What I am most curious about, though, is that group who sometimes proclaimed to be Deists or said lengthy things that were quite anti-Christian, but whom you seem to struggle to include in the Christian camp. Why does it matter so much to you? Do you really need people on your side who are clearly ambivalent and often negative about Christianity, just because they were important people of their times? Do you seek most of your wisdom from politicians? I'm asking because that is what these men were. Why do you need to idolize them? Because Christians grow up with the model of idolizing powerful figures and giving their own power away? What is particularly nice about wiccans is that power is individual and internal. I think this is healthy.

I think one thing some of us are saying here is that posting the Ten Commandments in public schools is not only something we believe the Founding Fathers would have been totally opposed to, but that doing so would not change behavior very much. Almost all of the school shooters have been Christians; the one who wasn't had been repeatedly taunted and teased by the Christian prayer group at school. Human behavior is very complicated. Children who grow up immoral or violent tend to be unattached to their parents, unbonded in a significant way, even when both parents live at home and are described as "ideal" parents, as the ones in Littleton were. They are children who are picked on and who feel isolated at school. The underlying problems they bring to adolescence are exaggerated by the physical and emotional turmoil of hormones, life seems cheap sometimes in this society because of the pervasive violence in the media and in life itself, and now what used to be solved with fist fights and growing out of adolescence becomes lethal because assault weapons are readily available. You could post the Ten Commandments until you are blue in the face, or even better, tattoo them into children's forearms so they can accentuate the "What Would Jesus Do" bracelets a lot of the Christian teenagers wear, and you would absolutely still have school massacres and the other problems we are seeing, because the issues are very much more complicated than you make them. And if the Ten Commandments are so very powerful, why cannot they easily be absorbed at home, and in the churches. Perhaps you could play them on tape/CD players over and over at bedtime, the way my daughter and I listen to Celtic wiccan music to soothe ourselves into the world of dreams.

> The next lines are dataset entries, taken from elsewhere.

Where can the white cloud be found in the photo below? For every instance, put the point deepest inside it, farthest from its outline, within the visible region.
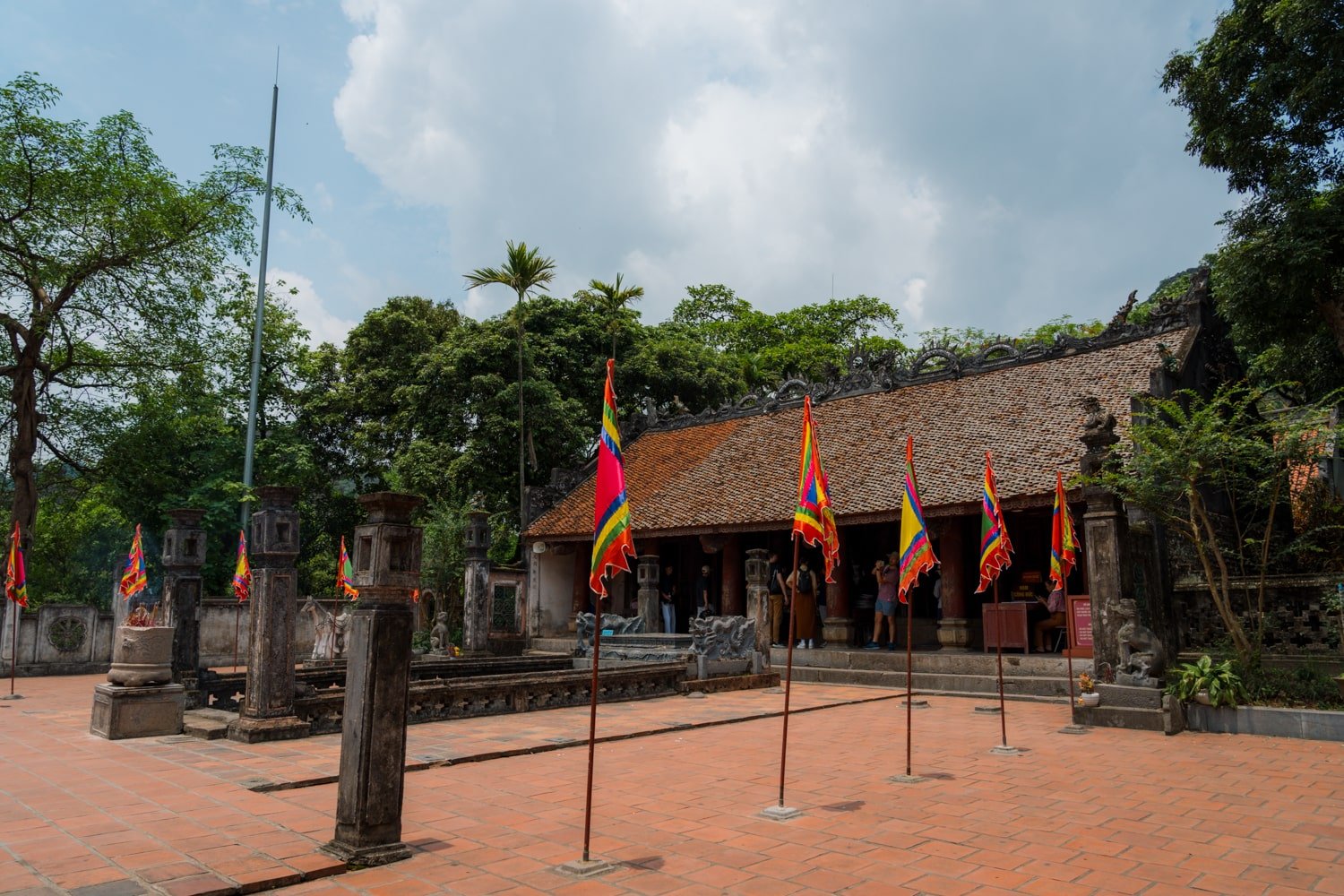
(298, 290)
(988, 164)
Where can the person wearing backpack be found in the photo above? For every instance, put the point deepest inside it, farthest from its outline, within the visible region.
(803, 584)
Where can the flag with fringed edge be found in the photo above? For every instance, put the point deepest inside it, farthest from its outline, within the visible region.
(916, 551)
(613, 544)
(1064, 538)
(346, 573)
(242, 571)
(15, 576)
(814, 520)
(134, 579)
(995, 546)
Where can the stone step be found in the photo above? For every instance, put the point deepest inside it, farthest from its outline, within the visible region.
(207, 724)
(1015, 686)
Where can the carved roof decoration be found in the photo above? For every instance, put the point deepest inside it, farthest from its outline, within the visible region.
(736, 466)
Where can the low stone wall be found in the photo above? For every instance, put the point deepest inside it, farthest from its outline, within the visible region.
(58, 640)
(1309, 724)
(504, 694)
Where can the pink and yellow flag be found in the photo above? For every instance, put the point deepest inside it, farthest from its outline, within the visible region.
(814, 520)
(15, 576)
(995, 547)
(134, 579)
(1064, 540)
(242, 570)
(346, 573)
(916, 551)
(613, 546)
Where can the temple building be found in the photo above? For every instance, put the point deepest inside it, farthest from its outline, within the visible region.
(707, 487)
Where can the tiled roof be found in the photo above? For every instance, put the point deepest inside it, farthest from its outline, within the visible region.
(742, 473)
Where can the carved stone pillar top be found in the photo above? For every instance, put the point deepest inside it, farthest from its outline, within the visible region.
(478, 533)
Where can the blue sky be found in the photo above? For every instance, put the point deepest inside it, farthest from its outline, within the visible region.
(975, 163)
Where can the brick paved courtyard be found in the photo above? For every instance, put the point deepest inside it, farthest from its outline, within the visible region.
(677, 807)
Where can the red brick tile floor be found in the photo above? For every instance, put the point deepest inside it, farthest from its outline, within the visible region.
(677, 812)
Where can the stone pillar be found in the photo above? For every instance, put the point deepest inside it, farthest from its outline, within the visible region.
(758, 599)
(1105, 538)
(268, 708)
(183, 555)
(954, 629)
(648, 576)
(476, 598)
(733, 584)
(373, 747)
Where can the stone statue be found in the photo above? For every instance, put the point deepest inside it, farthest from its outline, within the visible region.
(723, 637)
(438, 635)
(1142, 659)
(610, 622)
(324, 626)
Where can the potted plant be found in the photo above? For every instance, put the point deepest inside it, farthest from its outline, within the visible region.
(1088, 694)
(1207, 683)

The implication whenever the self-righteous Christians from Ask God storm this thread is that there is something inherently morally superior to being a Christian, and yet they never bring any documentation with them proving that. The atheists and agnostics and tolerant Christians and other free thinkers here are certainly at least as good parents as the conservative Christians are by any reasonable measure, and on top of that, they teach their children to think and act ethically, instead of drumming or brainwashing a particular belief system into them, motivated by fear and reward. So why on earth would we want your belief system posted in our public schools, when there is no indication whatsoever that it would be helpful, and violates our right to freedom of (or from) religion all at the same time? Is it the same reason it is important for you to convince us that Deists were good Christians, so that Christianity can dominate us? Every time it has there has been death in its wake, a clear indication that societies work best when people have freedom of belief, and that is why I for one will continue to argue against you.